They’re shifty fellows, alright! And that’s saying something coming from a lizard with a mood ring for an epidermis. The second you think you got these phishy fraudsters pegged, poof! Off to some shady corner of the web. Keeping up with them? Let’s just say it’s trickier than blending in at a kaleidoscope convention (ask me how I know). What we need is a clever way to pin these slippery suckers down, a fingerprinting of sorts that they can’t so easily shake off like yesterday’s skin. We need a good IPv4 web scanner!
Your web scanner shouldn’t be the average bug snatcher. Think, entire IPv4 space daily with 90+ web characteristics. I don’t care how good your camouflage abilities are, every chameleon retains a few distinct patterns when changing colors. Can you imagine how confusing it would be to remember who’s who if they didn’t? Websites are no exception. With a good scanner, we can track these patterns like html titles, html body ssdeep (aka fuzzy hashing), favicons, SSL certificates and more. “But Kodama,” you say, “What good is all that if you don’t know what to look for?” I’m glad you asked.
Let the machines do the heavy lifting—supervised, of course. With supervised machine learning, we teach the model to snag those fraudsters faster than flicking out my tongue. Let me break it down into byte-sized chunks (OK, maybe not that small).
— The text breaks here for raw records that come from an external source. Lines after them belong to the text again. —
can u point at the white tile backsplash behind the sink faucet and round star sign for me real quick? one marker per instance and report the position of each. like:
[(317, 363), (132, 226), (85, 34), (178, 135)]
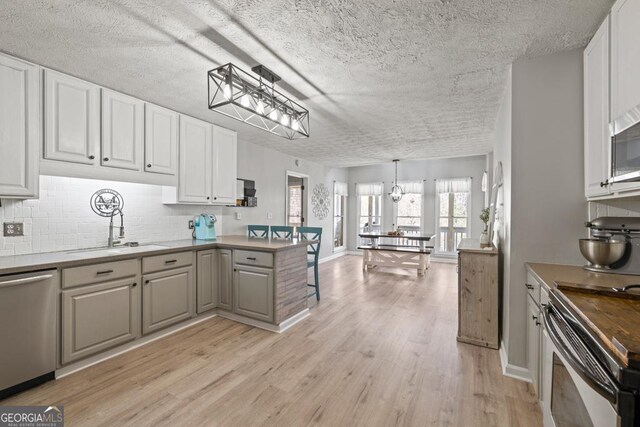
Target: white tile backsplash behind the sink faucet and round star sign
[(61, 219)]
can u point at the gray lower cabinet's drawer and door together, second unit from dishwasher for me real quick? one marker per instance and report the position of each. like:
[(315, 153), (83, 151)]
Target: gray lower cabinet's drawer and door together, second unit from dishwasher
[(168, 290)]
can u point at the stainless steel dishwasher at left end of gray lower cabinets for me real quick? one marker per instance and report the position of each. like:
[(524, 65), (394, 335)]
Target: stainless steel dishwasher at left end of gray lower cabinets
[(27, 330)]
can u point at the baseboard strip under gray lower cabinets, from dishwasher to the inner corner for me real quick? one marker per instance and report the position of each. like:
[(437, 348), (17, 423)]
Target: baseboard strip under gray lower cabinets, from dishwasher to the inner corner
[(109, 354)]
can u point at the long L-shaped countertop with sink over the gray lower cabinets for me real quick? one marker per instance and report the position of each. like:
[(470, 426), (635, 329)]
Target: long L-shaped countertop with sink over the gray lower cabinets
[(51, 260)]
We need an initial batch of starter data to which we can apply labels. This dataset can be small and manageable, nothing to lose your tail over! Perhaps use your organization’s public internet assets, and we’ll label them with simple categories like “legitimate,” “malicious,” and “benign.” No need for anything overly complicated.
Once we’ve got our labeled data, it’s time to select which web features we’ll be using for the hunt. The features you choose will change the true positive to false positive flavor and how much data your system has to chew. The secret sauce is in fine tuning your system over time, catching as many true positives as possible without overwhelming your analyst. A good starting lineup includes HTML titles, SSDEEP hashes of the html body, favicon hashes, and SSL certificates.
Next, we score the individual values for each chosen feature. Stick with me as the math’s nothing too crazy:
$$\frac{2TP \times 100}{2TP + FP + (k \times \text{Total})}$$
We use TP as true positives, FP for false positives, Total as the number of URLs sharing a particular feature, and k is a smoothing factor. You can set k between 0 and 1 — let’s say 0.2. The x100 is purely optional since it’s a lot cleaner looking to set score thresholds as integers between 0 and 100 than as floats between 0 and 1. The idea is to avoid punishing features that don’t have much data, while still evaluating their performance.
Worried that you don’t have enough malicious URLs in your dataset? Don’t sweat it! This approach isn’t just for finding fraudsters; did I mention it’s perfect for attack surface management (ASM) too? Monitor your own assets, and if someone starts impersonating your organization, you’ll catch them soon enough.
Once you’ve got your scores, you can use them to create new queries. If the data flow is slow, lower your thresholds. Too much noise? Raise them. If one feature’s noisier than the rest, just tweak its threshold without disrupting the whole system. By the end of this process, you’ll have a list of high-value queries ready to run in your scanner, pulling down more juicy data for you to label.
And guess what? You’ve now looped back to step one! Label, refine, repeat. Feeling fancy? You can even automate the labeling. But remember—data processing is a whole other step in the threat intelligence lifecycle, and that’s a tale for another blog.
So, to summarize our fraudster-finding recipe: start with a generous helping of web scanning, sprinkle in some labels, stir up those features according to a good scoring equation, and pop it all into a search query to start the cycle again. Stretching the cooking analogy a bit too much? Yeah, probably… Ahem! Most definitely. But maybe it’s just my inner chef trying to escape. Who knew a chameleon could be such a foodie? OK, I’ll stop before I start mixing metaphors like a blender on overdrive.